SCENARIOS-US mulls calling China currency manipulator
WASHINGTON, Oct 14 (Reuters) - The Obama administration is due to say on Friday whether it believes China manipulates its currency for an unfair trade advantage, a decision that could sour ties between the world's two biggest economies.
The Treasury Department is required by law to issue twice-yearly reports on the currency practices of the major U.S. trading partners by Oct. 15 and April 15 each year.
The U.S.-China Business Council said on Thursday it had heard from the Obama administration the latest report would be released on Friday, even though it is often delayed.
The last report was not issued until July 8, more than two months late.
The following are three options the administration could pursue and a look at the potential implications of each:
TREASURY DOES NOT LABEL CHINA A MANIPULATOR - PROBABLE
If the administration declines to label China a currency manipulator for the fourth time since Obama took office, it may keep an uneasy peace with Beijing at a time when financial markets are worried about trade and currency tensions.
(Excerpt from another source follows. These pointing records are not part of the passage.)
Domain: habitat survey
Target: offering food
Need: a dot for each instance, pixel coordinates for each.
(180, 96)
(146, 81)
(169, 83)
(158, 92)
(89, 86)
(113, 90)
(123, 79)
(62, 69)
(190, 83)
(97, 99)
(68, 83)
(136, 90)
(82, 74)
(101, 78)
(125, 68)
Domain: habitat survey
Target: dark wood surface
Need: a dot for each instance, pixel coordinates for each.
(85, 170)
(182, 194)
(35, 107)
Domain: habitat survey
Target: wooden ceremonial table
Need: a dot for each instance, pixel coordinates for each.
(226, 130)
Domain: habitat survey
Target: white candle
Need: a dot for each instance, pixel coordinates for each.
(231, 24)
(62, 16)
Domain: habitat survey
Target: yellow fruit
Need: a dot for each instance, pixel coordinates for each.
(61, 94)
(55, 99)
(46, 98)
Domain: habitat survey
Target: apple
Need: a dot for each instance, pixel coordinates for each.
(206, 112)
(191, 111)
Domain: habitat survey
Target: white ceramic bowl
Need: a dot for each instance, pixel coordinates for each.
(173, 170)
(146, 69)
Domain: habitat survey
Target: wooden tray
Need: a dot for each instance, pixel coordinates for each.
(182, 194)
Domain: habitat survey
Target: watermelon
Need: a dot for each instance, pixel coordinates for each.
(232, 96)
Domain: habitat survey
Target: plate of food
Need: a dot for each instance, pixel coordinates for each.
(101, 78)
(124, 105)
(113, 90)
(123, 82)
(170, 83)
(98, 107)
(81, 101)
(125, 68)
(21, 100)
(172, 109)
But giving China another pass also risks making Obama look impotent on an issue he says is a real concern just as his fellow Democrats head into congressional mid-term elections on Nov. 2. Voter worries on the economy could shift control of the House of Representatives to Republicans.
The U.S. House has already passed a bill penalizing the imports of countries whose currencies are fundamentally undervalued. Declining to name China a currency manipulatorcould discourage the U.S. Senate from acting on its own currency bill by sending a signal that Obama is unlikely to sign the legislation, despite calling China a currency manipulator on the 2008 presidential campaign trail.
U.S. Treasury Secretary Timothy Geithner told lawmakers last month that citing China for currency manipulation would only have the effect of triggering consultations with Beijing. He noted the United States was already pursuing the issue bilaterally and through the International Monetary Fund.
However, many detected a change in Geithner's tone last week when he complained that China's behavior was discouraging other countries from allowing their currencies to appreciate. That has added uncertainty to the pending decision.
If the U.S. government holds off in naming China a currency manipulator, this should be a green light for continued selling of the U.S. dollar and buying of Asian currencies as investors breath a sigh of relief over the avoidance of a dispute between the United States and one of its main creditors.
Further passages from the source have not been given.